El autor de esta hermosa frase es Mariano Fandós quien nos visitó recientemente, quien pertenece a la Confederación Francesa Democrática del Trabajo (CFDT). Mariano, francés de padres españoles, por muchos años participó como representante sindical en las cooperativas agrícolas francesas y nos visitó por primera vez en septiembre de 1996 como integrante de la delegación que participó en el primer encuentro cooperativo Franco Venezolano organizado por Cecosesola. Ha continuado su vinculación con nosotros a través de los años y siempre que viene a Venezuela aparta tiempo para contarnos sobre su labor sindical y mantenerse al día sobre lo que vamos siendo y haciendo como Red Cecosesola.

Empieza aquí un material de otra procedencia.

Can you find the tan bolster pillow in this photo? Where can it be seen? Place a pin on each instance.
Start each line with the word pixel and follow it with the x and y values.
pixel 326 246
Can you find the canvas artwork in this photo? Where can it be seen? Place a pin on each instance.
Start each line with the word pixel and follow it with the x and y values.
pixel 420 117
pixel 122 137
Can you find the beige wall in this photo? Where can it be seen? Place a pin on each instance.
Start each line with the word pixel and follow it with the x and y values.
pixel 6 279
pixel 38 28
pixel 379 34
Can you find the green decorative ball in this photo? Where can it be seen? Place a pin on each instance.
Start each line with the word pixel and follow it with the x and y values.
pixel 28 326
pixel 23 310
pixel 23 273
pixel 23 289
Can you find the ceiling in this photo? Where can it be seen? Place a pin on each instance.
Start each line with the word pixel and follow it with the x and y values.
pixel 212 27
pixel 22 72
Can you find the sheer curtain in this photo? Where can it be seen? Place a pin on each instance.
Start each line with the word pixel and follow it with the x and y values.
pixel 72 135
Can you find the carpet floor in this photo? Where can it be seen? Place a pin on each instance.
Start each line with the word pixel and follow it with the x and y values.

Actualmente Mariano Fandós forma parte del equipo de relaciones internacionales de la CFDT, una de las cinco mayores centrales sindicales de Francia. La CFDT es la central sindical más grande en cuanto a número de afiliados (875.000) y una de las más influyentes junto a la Confederación General del Trabajo (CGT).

Con relación al trabajo comunitario que ha desarrollado Cecosesola durante cincuenta años, Mariano se ha referido con estas hermosas palabras:

"Cuando yo conocí a Cecosesola en los años 90, Venezuela era un país muy diferente del de ahora. Entonces mucha gente pensaba que con el dinero del petróleo se resolvían todos los problemas. Pero en Cecosesola no, al contrario. En Cecosesola se sabía que el dinero fácil pervierte las cosas. Que el dinero es una herramienta y que la verdadera riqueza es el trabajo colectivo y la inteligencia colectiva. Esa inteligencia de todos se construye con el tiempo, y Cecosesola ha sabido poner en marcha un proceso de auténtica educación popular para conseguirlo.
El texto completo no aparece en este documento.